None of this is to suggest that Romney is alone in shifting his positions - indeed, on each of the major issues above Romney has some company in the GOP field (Rudy and Huckabee on immigration, McCain on the Bush tax cuts, Fred on campaign finance reform, etc.). But the breadth of his portfolio of flip-flops is staggering.
A second problem, even beyond the sheer volume of Romney's shifts, is how quickly some of them have come. In a long career in public life, it's to be understood that some genuine changes of heart will come to almost anyone. A number of presidential candidates have run after abandoning or modifying long-ago positions on abortion (Bush and Gore in the 70s, Reagan in the 60s), just to pick a prominent example. Some even switched parties over time.
But a perusal of the record of Romney flip-flops includes a distressing number of examples of things he did and said as recently as the 2002 campaign, the 2003 Bush tax cut fight, his 2005 position on abortion, and 2006 statements on immigration, as well as conservative positions he took for the first time in 2006 or 2007. For a man with such limited experience in public office, the most charitable thing you can say is that he is learning as he goes along - hardly an endorsement of the man as being ready for prime time as leader of his party and leader of the Free World.
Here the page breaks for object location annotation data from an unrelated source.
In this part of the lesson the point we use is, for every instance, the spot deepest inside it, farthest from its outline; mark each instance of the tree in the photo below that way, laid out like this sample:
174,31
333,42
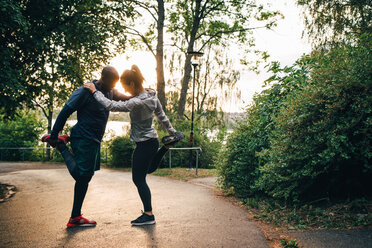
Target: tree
334,20
14,61
213,22
65,42
156,11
This can be intimately tied to the problems of frequency and recency, but in Romney's case it's a particular sore spot with his abortion flip-flop. If a politician expects people to believe that his change of heart on an issue was at least in part something other than naked political expediency, he needs to offer some sort of plausible justification for the change. George W. Bush, for example, ran as essentially a pro-choicer for Congress in 1978; when he ran again as a pro-lifer for Texas Governor in 1994, 16 years had passed, and Bush had undergone a life-changing religious awakening and quit drinking. Whether or not people believed that politics played a role in the initial or later positions or the change, the relevant point is that there were legitimate and plausible reasons to think that by 1994, the position he took was the one he really believed in.
In Romney's case, he not only hasn't provided a plausible explanation for several of his shifts, he has (1) tried at times to deny his prior positions and (2) provided explanations for his changes of heart that strain credulity to the breaking point.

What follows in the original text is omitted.